Réunir une telle coalition, quelques jours après le discours de Mark Rutte, illustre la volonté de rester dans un cadre intergouvernemental notamment en ce qui concerne le projet de Fonds monétaire européen dont les décisions doivent échapper à la Commission et au Parlement européen. On est donc aux antipodes du « projet Macron » avec un ministre européen des Finances, membre de la Commission et un Parlement européen des pays de la zone euro. En réalité, comme le notent certains commentaires dans la presse allemande, il s’agit de la vision de Wolfgang Schäuble.

Beaucoup de pays craignent en effet que sous la pression française, l’Allemagne finisse par se ranger aux principales propositions du discours de la Sorbonne. Il semble que cette crainte soit excessive.

Un désaccord croissant avec l’Allemagne

Il y a un peu moins d’un an, on voyait fleurir des articles célébrant un europhile convaincu à la tête de la France, laissant penser que des avancées européennes décisives allaient pouvoir être menées à bien. Cependant comme le note Cyrille Schott, en Allemagne, on perçoit de l’admiration et du soulagement mais aussi « de l’ironie et de l’inquiétude : Macron veut faire payer l’Allemagne. Notre chère (expensive en anglais) France ». (Schott, 2018).

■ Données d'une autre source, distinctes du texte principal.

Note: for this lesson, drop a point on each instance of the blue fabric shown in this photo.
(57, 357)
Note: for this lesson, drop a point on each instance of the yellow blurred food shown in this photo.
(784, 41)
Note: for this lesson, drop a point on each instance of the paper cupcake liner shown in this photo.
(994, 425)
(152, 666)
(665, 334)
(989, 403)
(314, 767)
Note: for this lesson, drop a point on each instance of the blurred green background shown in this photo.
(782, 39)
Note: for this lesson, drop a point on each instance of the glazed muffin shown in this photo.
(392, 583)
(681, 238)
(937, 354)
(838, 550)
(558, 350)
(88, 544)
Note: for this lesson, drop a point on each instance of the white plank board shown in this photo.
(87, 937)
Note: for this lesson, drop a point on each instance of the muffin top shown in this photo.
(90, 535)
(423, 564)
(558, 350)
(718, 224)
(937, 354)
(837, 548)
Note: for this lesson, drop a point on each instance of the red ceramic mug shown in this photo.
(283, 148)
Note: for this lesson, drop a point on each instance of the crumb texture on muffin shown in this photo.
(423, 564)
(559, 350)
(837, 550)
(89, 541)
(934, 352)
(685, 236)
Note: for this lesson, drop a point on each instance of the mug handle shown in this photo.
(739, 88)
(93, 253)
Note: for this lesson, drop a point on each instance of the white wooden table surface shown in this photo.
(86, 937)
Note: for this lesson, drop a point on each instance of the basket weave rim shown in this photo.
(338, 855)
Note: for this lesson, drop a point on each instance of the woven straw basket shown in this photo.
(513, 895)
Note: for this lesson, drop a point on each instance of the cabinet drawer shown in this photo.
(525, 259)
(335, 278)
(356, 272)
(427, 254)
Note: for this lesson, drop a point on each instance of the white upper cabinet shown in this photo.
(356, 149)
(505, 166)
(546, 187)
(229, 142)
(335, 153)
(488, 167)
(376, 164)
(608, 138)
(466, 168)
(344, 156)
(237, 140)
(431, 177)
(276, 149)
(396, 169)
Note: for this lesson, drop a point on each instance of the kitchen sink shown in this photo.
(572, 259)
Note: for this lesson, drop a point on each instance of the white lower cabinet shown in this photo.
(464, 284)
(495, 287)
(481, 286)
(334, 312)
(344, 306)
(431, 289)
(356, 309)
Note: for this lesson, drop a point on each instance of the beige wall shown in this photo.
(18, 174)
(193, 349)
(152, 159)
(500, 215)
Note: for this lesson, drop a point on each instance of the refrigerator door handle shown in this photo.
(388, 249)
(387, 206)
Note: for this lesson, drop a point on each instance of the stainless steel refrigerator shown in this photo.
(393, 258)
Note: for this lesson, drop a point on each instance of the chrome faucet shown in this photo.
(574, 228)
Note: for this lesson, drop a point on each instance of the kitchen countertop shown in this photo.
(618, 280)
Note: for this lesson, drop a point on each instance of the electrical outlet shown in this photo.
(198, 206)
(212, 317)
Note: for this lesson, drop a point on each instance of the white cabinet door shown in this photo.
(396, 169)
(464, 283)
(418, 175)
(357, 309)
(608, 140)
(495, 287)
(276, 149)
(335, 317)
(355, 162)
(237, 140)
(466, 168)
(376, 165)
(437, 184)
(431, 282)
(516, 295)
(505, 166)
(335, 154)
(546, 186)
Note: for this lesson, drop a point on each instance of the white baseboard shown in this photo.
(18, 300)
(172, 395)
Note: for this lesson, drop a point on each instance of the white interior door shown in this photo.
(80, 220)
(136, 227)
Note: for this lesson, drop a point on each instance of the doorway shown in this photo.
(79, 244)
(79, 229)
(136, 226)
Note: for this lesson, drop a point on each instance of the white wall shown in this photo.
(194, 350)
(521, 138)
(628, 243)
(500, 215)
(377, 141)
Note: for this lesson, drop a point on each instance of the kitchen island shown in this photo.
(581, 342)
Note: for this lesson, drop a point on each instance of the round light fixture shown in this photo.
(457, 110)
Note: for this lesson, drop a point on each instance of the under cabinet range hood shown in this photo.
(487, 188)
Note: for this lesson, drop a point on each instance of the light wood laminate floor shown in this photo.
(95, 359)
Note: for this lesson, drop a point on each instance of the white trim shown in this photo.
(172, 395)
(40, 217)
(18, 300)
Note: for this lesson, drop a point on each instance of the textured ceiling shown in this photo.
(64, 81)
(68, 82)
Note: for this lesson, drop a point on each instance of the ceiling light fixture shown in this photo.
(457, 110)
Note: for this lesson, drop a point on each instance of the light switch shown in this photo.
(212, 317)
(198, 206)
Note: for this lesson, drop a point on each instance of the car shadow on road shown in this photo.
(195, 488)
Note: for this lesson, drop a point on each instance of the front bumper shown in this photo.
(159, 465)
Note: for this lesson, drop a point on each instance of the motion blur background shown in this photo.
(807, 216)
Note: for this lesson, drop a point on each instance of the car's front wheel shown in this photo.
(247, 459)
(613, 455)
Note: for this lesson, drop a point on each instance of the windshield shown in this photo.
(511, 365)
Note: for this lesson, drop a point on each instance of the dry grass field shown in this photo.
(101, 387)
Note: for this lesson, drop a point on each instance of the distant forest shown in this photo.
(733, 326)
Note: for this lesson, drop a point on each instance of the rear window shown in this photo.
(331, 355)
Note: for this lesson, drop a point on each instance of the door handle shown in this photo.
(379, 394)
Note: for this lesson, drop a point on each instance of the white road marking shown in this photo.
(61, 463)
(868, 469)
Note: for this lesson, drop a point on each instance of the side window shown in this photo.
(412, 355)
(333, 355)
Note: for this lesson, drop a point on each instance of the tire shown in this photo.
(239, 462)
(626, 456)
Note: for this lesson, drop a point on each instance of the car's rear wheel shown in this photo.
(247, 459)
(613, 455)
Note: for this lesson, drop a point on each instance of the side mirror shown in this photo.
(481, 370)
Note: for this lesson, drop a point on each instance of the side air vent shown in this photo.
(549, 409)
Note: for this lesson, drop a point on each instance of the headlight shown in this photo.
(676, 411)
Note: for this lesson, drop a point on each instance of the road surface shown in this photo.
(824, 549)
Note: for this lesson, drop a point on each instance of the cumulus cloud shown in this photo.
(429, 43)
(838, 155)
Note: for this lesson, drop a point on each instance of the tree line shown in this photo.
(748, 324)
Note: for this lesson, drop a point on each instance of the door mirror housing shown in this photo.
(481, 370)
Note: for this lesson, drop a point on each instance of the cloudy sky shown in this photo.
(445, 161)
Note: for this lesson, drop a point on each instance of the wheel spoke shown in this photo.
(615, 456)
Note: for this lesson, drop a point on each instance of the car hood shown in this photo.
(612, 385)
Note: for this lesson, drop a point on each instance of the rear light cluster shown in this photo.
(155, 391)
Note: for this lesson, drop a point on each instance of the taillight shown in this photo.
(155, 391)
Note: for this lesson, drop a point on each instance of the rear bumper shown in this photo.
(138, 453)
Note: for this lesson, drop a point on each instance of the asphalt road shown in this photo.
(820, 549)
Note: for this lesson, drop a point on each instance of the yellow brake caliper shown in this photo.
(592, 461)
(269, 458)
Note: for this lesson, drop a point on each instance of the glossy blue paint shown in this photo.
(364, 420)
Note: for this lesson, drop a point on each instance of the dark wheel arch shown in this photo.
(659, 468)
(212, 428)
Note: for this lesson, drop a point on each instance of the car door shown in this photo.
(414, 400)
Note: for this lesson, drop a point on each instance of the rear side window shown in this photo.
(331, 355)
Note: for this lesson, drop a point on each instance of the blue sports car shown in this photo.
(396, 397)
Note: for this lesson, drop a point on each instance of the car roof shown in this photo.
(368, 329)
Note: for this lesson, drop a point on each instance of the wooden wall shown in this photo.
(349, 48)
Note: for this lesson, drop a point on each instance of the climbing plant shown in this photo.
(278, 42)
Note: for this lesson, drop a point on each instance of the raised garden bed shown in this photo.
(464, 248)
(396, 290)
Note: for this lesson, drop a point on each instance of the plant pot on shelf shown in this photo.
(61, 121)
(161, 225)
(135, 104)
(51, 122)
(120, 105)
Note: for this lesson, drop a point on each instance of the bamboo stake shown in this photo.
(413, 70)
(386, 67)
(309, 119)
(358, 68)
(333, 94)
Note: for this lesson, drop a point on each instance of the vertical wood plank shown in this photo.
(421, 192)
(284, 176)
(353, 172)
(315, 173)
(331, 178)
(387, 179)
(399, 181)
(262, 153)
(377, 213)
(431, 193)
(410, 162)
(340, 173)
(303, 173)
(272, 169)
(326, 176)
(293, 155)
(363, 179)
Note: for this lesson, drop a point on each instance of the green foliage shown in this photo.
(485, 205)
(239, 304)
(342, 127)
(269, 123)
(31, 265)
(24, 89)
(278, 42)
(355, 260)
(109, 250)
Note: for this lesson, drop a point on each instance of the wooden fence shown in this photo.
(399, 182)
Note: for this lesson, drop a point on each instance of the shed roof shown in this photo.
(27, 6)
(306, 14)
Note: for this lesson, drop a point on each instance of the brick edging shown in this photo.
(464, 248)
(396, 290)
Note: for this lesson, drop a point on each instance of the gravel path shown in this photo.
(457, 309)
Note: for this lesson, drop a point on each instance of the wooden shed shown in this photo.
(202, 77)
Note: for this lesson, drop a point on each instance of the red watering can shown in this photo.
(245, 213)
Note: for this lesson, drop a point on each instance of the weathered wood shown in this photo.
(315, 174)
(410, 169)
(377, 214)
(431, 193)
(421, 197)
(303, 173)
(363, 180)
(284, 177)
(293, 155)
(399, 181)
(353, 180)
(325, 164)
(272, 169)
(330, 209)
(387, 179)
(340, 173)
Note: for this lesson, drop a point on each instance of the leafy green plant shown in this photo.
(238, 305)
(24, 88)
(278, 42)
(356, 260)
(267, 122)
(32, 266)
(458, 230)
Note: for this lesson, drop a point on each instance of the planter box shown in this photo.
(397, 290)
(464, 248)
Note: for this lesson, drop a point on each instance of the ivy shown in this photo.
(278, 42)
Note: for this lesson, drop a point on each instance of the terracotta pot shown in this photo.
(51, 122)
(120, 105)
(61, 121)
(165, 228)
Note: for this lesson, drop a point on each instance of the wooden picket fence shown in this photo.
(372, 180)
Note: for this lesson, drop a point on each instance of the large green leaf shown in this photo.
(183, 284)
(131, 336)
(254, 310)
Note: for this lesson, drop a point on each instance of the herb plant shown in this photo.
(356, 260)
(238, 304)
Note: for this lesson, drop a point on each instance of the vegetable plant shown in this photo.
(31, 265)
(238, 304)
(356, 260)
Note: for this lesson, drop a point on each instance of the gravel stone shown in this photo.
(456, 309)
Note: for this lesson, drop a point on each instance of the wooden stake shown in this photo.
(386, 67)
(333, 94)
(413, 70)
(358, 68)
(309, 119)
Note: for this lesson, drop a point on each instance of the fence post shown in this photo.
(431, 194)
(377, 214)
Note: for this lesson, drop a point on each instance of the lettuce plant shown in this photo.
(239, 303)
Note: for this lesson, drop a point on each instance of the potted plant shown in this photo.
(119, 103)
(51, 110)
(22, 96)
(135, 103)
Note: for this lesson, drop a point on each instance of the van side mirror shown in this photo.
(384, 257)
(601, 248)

Cette crainte est déplacée car les esprits évoluent de plus en plus Outre-Rhin vers une Europe intergouvernementale. Ce n’est pas très loin de la position traditionnelle d’Angela Merkel exposée dans son discours de Bruges le 2 novembre 2010 : c’est celle d’une union où les États occupent la première place.

Or l’Allemagne, volontairement ou non, exerce par sa vie politique propre une influence déterminante sur le cadre et le calendrier des institutions européennes.

« Est-il normal que les travaux du Conseil européen aient été conditionnés, à l’automne 2011, à la consultation du seul Bundestag qui devait donner mandat à madame Merkel ? Est-il sain que le vote des co-législateurs européens, Parlement et Conseil des ministres, ait été suspendu à l’accord du Bundesrat au point de reporter encore de deux mois (de juillet à septembre 2013) l’entrée en vigueur des textes créant une supervision bancaire unique confiée à la BCE ? (Goulard, 2013).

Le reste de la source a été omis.